India’s growth acceleration since the 1990s has reduced poverty substantially. If aggregate growth had been distributed more evenly, poverty would have fallen even further. In the name of “inclusive growth”, the current government has increased direct transfers to the poor and investment in rural areas, where the majority of the poor live. These are both useful policies if implemented effectively. However, these are only two ways by which policies can affect growth and poverty reduction.
Petia Topalova of the International Monetary Fund has recently examined the links between policy and inclusiveness of growth. In particular, she uses variation across states as well as three time periods, spanning 1983 to 2005, to examine these links. Inclusiveness is defined as the difference between the consumption growth rate of the poorest and richest 30% Indians. An initial observation is that simple correlation between inclusiveness and speed of growth is insignificant. This result points the way towards digging deeper into policies that affect the nature of growth. It also indicates that lack of inclusiveness is not a necessary accompaniment of accelerated growth.
The policy results are quite striking. First, higher financial development, measured either by real credit per capita or by a larger initial share of agricultural labourers with loans from formal financial institutions, is significantly associated with more inclusive growth. Second, labour regulations tend to lower the inclusiveness of observed growth. Third, better primary or secondary educational attainment and infrastructure levels promote inclusive growth. Finally, state expenditures on social services such as health and education do not seem to improve the distribution of growth.
Significantly, the results suggest that many policies that accelerate growth also can improve its inclusiveness. This applies to financial development, labour market flexibility, basic educational attainment and infrastructure. This is an important lesson for policy formulation in India, which seems to still be held back by the idea that fostering rapid growth must come at the expense of equity of outcomes. Instead, the required policy thrust is an obvious one, that of enabling market access and participation for the poor.
The analysis also reinforces the widespread concern that government social spending in India is inefficient, and often ineffective. An alternative approach of increasing private participation in delivering credit, jobs, education and infrastructure to a broader cross-section of Indian society must be given more of a chance, if one believes these results. This does not mean an abdication of government’s responsibilities, but instead a recognition of its current limitations. Of course, this does not preclude continued attempts to improve the efficiency and accountability of government, by restructuring its internal and external incentives systems, through measures such as decentralization and civil service reform.
If there is a win-win policy path, then why doesn’t positive change occur more quickly in India? This problem has bedevilled India since the 1960s, when the need for policy reorientation first became apparent. Many politicians and bureaucrats will lose status and material well-being from some of the reforms suggested as being beneficial by a wide range of empirical analyses. It is less clear why some intellectuals cling to empirically untenable positions. I have argued elsewhere that India has been hurt by the failure of new ideas to take hold widely enough with respect to the role of market institutions in economic development. China has been much more pragmatic, with ideology no longer a substitute for identifying what works and implementing it.

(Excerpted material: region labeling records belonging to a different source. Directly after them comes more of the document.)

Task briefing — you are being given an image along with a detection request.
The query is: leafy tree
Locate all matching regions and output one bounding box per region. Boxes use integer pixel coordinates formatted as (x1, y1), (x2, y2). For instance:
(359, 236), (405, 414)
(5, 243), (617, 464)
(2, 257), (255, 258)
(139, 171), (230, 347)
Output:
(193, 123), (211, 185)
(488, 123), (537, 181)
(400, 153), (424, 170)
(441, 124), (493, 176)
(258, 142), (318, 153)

This is not to say that India has to imitate China. In fact, India has an opportunity to grow as fast as China, without some of the collateral damage that has come with that country’s incredible growth record. India has a chance to get its environmental policies right, to balance growth across sectors better and to use capital more efficiently than China has done. It would be nice if the government were to turn over more responsibilities to market institutions, implementing policies to make those institutions more accessible to the poor and more efficient. This would allow the government to focus on strategic priorities, such as dealing with climate change, and providing effective safety nets for those who are in no position to rely on the market for livelihoods, or who need temporary assistance.
Recent difficulties on the macroeconomic front have tempered the optimism of a year earlier, when 10% growth seemed to be within India’s grasp. Indeed, monetary tightening to tame inflation may bring down growth below 8% in the immediate future. If this slowdown leads to back-pedalling in economic reform, India may miss its chance to really help its poor.